"The results of this systematic review indicate that there is an intrinsic relationship between Bifidobacterium and COVID-19. The studies showed that COVID-19 is associated with changes in the gut and nasal microbiome, including a decrease in the abundance of Bifidobacterium. The presence of Bifidobacterium was associated with a reduced risk of severe COVID-19."
Yes, I read the paper. Unless I misread it, it showed that more severe infections lead to lower Bifidobacterium levels.
Obviously, what we really want to know is whether changing them in advance can change the course of illness (and how feasible such changes are, particularly at scale). The paper poses a couple of questions, one is that, and the other is whether changing the gut microbiome (by increasing Bifidobacterium) might influence recovery (perhaps reducing long term effects from infection). It doesn't seek to answer those questions, though.
If I had to guess, I'd guess that making those changes in the gut microbiome of a population would be hard, and that it would make at best marginal changes to the outcome of this (and any other) illnesses. If a part of the intervention meant giving everyone (or large parts of a population) an antibiotic like Azithromycin that would have an obvious risk which would need to be balanced with whatever benefit there might be.
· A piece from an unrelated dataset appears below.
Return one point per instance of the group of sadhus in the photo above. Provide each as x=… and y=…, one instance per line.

The only solution anybody was allowed to consider was novel vaccines, that's it.
That's not true. Vaccines are the natural thing to look for when you're looking at an infectious disease, and obviously they need to be novel because it's a novel virus. The choice of vaccine platforms was just about timing: you want a vaccine as quickly as possible, and viral vector and mRNA technologies can provide vaccines faster than others. Even if Ivermectin really worked, you don't want to be taking it long term.
Did people look for other things? Most definitely they did. Hence steroids which can reduce the rate of death when used at the right time, changes to treatment (so using less invasive ventilation, proneing, etc.), antivirals like Paxlovid which (if used early enough) can reduce hospitalisation rates by ~85% even when you include vaccinated people. Also a bunch of other things which looked promising but unfortunately seemed not to work out like fluvoxamine. Metformin (against long covid) seems to me to be still on the margin (might help, might not) but people are very much still looking.
What seems most peculiar to me is that in the UK (and some other countries) we're diving headlong into the idea that being infected in childhood is safe and will provide sufficient protection to adults. The theory was raised early that the virus might end up like the other cold-producing coronaviruses and we seem to be assuming it will happen and we should make sure that as many children get infected as often as possible.
I'm not sure why this virus might not instead stay like SARS1 and MERS and just be a (sometimes) very nasty virus (even for children and young, fit adults) that we can (fortunately) vaccinate against.